Botched hanging in Iraq arouses Arab suspicions
Monday, January 15, 2007; 7:45 AM
CAIRO (Reuters) - The botched hanging of Saddam Hussein's half-brother Barzan on Monday aroused Arab suspicions of foul play and malice, deepening the divide between the Iraqi government and Arabs in other countries.
The noose pulled off Barzan al-Tikriti's head as he fell from the gallows, suggesting that the hangman had misjudged the length of rope needed just to break his neck.
Government spokesman Ali Dabbagh said there was no "violation of procedure" in the hanging of Barzan and fellow convict Awad Hamed al-Bander, Saddam's former chief judge, for crimes against humanity over the killings of 148 Shi'ites.
But from Morocco to Yemen, ordinary Arabs cast doubt on the official explanation. Some recalled the chaotic and abusive treatment of Saddam Hussein when he was hanged on December 30.

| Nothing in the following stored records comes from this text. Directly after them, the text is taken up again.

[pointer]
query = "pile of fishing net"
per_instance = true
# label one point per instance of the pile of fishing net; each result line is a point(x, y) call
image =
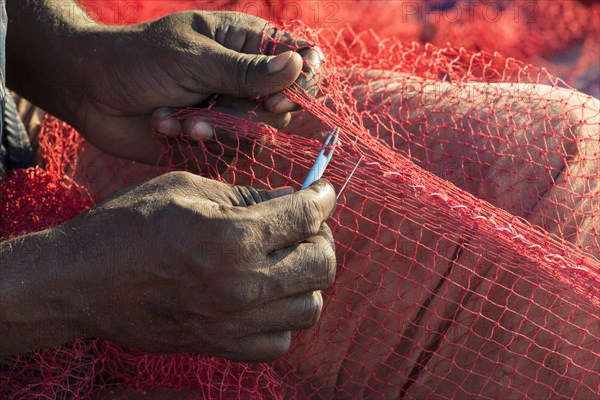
point(467, 242)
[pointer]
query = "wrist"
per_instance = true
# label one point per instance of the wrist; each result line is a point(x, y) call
point(41, 306)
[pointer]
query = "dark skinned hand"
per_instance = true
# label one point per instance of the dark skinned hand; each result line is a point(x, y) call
point(146, 71)
point(205, 267)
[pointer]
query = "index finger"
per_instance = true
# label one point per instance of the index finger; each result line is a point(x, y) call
point(289, 220)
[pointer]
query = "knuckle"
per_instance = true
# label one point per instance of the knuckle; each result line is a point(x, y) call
point(243, 295)
point(310, 220)
point(280, 346)
point(312, 308)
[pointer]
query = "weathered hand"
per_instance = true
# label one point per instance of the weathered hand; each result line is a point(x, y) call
point(138, 74)
point(205, 267)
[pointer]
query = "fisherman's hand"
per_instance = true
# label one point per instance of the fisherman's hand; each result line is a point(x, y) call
point(204, 267)
point(143, 72)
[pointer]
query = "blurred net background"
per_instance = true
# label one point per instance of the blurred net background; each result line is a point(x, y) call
point(468, 241)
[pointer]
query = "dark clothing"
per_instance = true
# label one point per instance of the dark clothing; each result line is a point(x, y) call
point(15, 150)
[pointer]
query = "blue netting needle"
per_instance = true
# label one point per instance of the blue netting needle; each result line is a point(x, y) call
point(323, 159)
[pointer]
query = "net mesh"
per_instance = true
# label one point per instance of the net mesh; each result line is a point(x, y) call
point(467, 241)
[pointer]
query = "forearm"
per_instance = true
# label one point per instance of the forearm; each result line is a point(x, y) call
point(43, 298)
point(44, 57)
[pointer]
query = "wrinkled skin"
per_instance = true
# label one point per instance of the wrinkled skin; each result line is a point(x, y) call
point(411, 304)
point(382, 313)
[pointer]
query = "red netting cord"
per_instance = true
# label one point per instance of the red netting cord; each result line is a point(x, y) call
point(468, 241)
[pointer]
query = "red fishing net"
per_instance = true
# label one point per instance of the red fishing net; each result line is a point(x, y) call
point(467, 242)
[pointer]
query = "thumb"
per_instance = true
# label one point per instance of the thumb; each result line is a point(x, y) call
point(252, 75)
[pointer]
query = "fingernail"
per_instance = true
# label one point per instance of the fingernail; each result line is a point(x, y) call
point(284, 105)
point(202, 131)
point(279, 62)
point(282, 191)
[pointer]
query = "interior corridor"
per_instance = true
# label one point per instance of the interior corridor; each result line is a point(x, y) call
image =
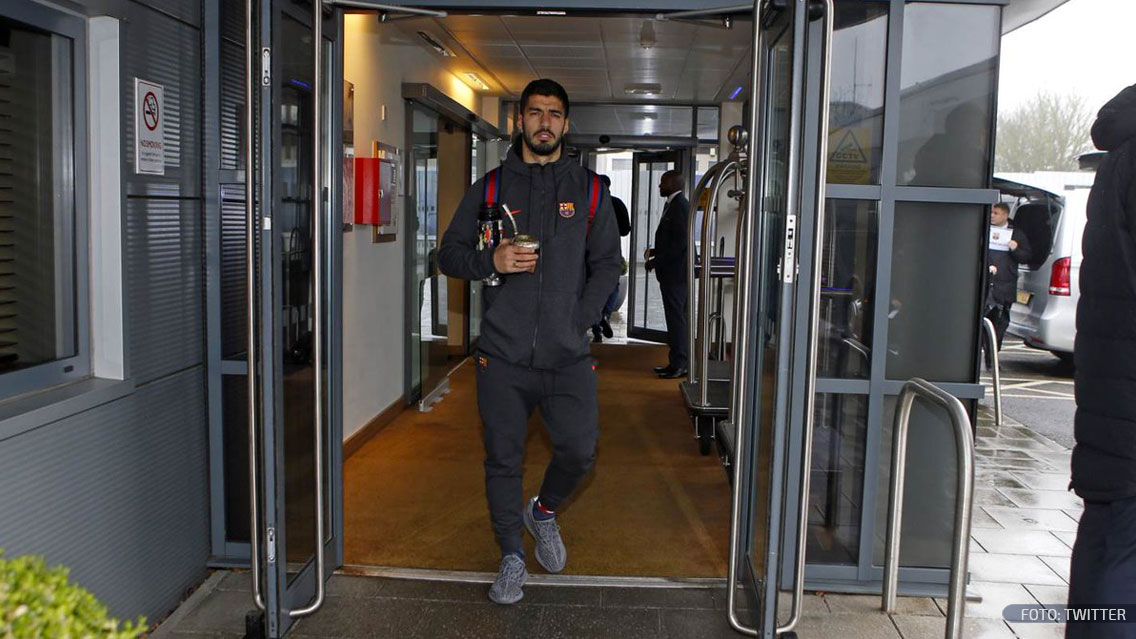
point(415, 497)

Zaid al-Boudani, a shopkeeper in the Yemeni capital Sanaa, said: "I am very sad today, as many other Muslim Arabs are. This execution is part of the revenge campaign going on in Iraq. The way his head was ripped off shows hatred and revenge."
The president of Morocco's Human Rights Center described the hangings as a barbaric and vengeful act carried out under external pressure, probably from Iran and the United States.
"We had never heard that the head of a hanged person was ripped from his body, only in this case, which mirrors the hatred and violence," said the president, Khaled Charkaoui.
Azzam Saleh Abdullah, Barzan's brother-in-law, told Al Jazeera in a telephone call that the Iraqi authorities had not informed the family in advance that the execution was imminent.
"We heard the news on television and were shocked. The Iraqi government should have informed us. They know the traditions very well," he added.
"As for ripping off his head, this is the Safavids' rancor. They only came to Iraq to commit revenge and shed Iraqi blood. They did not come for democracy or to build a state. May God curse this democracy," he said.
"Safavid" is a reference to the dynasty which established Shi'ite Islam as the Iranian state religion from the 16th century and which sometimes controlled parts of Iraq.